Below is an answer based on the insights from our pricing strategy book, Price to Scale:
- Direct Answer
For higher-tier plans, you have two viable paths:
• Allowing unlimited usage and focusing on pricing around features and service levels, or
• Imposing usage caps to protect fairness and revenue.
While both strategies can work, the key is to design your pricing model so that it remains aligned with customer value and your revenue goals.
Building on Concepts from Price to Scale
Our book explains that a feature-based pricing model can help companies deliver continued value even when individual features become commoditized. In higher-tier plans, if you opt for unlimited usage, you shift the focus to the quality of features and the level of service. This means that, even though usage is “unlimited,” the real value (and justification for the higher price) comes from the richer capabilities or premium support levels provided.Ensuring an “Unlimited” Plan Still Delivers Value
To keep any unlimited plan in line with providing value:
• Set Clear Value Drivers:
Focus on differentiating elements such as enhanced features, superior performance, or dedicated service levels. This approach ensures that customers are paying for a comprehensive, premium experience rather than solely for abundant usage.
• Monitor and Manage Usage:
Even without explicit caps, implement internal controls and periodic reviews to identify outlier usage patterns. This allows you to engage customers whose usage significantly deviates from expected norms – whether to offer a custom plan or discuss additional usage safeguards.
• Maintain Flexibility:
As discussed in Price to Scale, pricing models aren’t static. Regularly evaluating your pricing strategy in light of market and product evolution lets you adjust features, pricing tiers, or even introduce new usage measures over time. This adaptability ensures that an unlimited plan continues to capture value while protecting revenue integrity.

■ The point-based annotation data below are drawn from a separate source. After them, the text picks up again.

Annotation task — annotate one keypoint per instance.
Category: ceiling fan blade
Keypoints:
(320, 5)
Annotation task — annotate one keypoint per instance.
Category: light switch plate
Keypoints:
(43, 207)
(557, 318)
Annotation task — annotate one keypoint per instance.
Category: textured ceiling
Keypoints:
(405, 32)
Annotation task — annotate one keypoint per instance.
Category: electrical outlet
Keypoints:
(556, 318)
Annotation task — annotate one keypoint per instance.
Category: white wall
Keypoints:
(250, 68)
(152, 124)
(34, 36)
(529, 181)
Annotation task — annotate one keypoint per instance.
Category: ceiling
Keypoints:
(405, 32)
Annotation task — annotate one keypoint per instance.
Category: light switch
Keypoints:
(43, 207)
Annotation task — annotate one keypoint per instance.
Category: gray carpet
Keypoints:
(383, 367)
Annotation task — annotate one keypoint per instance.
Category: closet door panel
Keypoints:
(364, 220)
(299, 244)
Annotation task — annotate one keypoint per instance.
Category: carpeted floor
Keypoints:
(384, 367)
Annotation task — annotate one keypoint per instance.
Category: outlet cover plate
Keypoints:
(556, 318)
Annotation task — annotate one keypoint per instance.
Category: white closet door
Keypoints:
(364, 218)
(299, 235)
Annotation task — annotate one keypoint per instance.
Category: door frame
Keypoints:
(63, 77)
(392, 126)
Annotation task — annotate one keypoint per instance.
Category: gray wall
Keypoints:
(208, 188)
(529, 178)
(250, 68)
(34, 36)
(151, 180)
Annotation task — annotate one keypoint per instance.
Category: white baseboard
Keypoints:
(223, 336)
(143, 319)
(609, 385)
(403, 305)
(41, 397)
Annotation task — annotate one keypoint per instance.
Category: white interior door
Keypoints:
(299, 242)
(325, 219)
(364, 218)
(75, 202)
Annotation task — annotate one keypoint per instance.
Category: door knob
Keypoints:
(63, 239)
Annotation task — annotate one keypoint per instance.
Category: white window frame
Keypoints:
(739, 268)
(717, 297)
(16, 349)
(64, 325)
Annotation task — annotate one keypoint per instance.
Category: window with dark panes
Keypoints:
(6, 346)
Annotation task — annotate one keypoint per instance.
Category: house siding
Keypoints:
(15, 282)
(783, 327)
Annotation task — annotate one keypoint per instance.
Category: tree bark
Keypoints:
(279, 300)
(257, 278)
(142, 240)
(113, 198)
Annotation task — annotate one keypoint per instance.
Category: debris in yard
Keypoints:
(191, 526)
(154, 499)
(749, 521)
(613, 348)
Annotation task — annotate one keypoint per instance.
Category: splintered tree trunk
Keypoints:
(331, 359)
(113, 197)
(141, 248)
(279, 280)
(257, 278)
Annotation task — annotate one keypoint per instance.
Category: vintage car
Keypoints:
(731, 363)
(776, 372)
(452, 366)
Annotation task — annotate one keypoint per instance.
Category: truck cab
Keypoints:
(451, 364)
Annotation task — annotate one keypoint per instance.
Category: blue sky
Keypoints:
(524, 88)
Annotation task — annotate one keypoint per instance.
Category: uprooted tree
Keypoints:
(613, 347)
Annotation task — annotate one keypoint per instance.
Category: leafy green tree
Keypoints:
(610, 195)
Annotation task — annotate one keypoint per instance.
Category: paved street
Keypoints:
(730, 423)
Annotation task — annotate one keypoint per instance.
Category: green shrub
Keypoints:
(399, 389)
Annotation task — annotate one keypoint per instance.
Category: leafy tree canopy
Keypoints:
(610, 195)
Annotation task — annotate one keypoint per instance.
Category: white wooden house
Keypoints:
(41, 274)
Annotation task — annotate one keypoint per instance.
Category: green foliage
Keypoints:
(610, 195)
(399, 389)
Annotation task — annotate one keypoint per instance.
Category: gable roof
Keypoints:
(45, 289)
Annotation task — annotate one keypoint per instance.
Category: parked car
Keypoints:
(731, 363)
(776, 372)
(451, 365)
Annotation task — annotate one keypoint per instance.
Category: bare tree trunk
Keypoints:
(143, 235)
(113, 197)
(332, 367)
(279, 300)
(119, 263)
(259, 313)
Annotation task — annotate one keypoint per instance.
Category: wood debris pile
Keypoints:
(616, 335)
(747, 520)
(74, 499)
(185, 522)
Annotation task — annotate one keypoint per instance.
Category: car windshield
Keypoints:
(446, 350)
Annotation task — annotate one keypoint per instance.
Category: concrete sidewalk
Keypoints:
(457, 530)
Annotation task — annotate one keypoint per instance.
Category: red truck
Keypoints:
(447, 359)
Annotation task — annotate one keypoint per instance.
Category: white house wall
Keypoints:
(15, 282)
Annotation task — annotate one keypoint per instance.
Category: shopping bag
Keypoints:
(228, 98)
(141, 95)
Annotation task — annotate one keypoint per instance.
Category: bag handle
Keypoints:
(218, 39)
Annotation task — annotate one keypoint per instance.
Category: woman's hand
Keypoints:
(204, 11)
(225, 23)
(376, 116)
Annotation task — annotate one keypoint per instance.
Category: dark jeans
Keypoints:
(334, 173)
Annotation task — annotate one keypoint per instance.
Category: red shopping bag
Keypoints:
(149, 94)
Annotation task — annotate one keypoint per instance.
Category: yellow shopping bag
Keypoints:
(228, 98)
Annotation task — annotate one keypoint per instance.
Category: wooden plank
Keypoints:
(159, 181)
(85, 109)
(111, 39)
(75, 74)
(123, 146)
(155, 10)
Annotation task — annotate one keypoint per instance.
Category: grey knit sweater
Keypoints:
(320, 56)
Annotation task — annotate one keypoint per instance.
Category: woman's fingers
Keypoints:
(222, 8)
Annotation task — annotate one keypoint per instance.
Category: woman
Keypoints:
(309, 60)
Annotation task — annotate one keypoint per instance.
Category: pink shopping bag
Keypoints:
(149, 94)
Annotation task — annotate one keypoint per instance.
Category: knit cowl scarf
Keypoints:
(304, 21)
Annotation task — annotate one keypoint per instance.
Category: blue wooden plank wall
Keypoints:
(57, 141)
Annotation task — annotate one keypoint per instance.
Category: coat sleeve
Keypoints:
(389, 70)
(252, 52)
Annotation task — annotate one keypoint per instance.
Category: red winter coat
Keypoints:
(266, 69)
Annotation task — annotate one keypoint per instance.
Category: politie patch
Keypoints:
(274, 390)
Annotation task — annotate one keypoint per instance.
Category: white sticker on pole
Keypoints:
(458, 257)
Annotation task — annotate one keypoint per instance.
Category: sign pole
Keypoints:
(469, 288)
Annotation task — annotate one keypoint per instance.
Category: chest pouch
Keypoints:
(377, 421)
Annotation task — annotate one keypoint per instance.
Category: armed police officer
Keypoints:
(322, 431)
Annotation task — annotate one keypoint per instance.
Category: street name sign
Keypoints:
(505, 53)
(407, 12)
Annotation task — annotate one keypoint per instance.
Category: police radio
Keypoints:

Balancing Fairness and Revenue Protection
If you decide on an unlimited usage plan, consider “soft” usage guidelines that empower your sales or customer success teams to address situations where usage might unexpectedly impact your cost structure. Such guidelines can act as a safeguard without compromising the simplicity and appeal of an unlimited offering.Takeaway
Ultimately, whether to impose usage caps or offer unlimited usage for higher-tier plans depends on your market context and the predictability of usage metrics. If you’re confident that your high-tier customers will draw value primarily through advanced features and service levels, an unlimited plan can work well—provided you have mechanisms in place for monitoring, periodic review, and adaptability.
By focusing on value drivers and implementing internal checks, you can ensure that your unlimited plan remains both attractive to customers and sustainable for your business.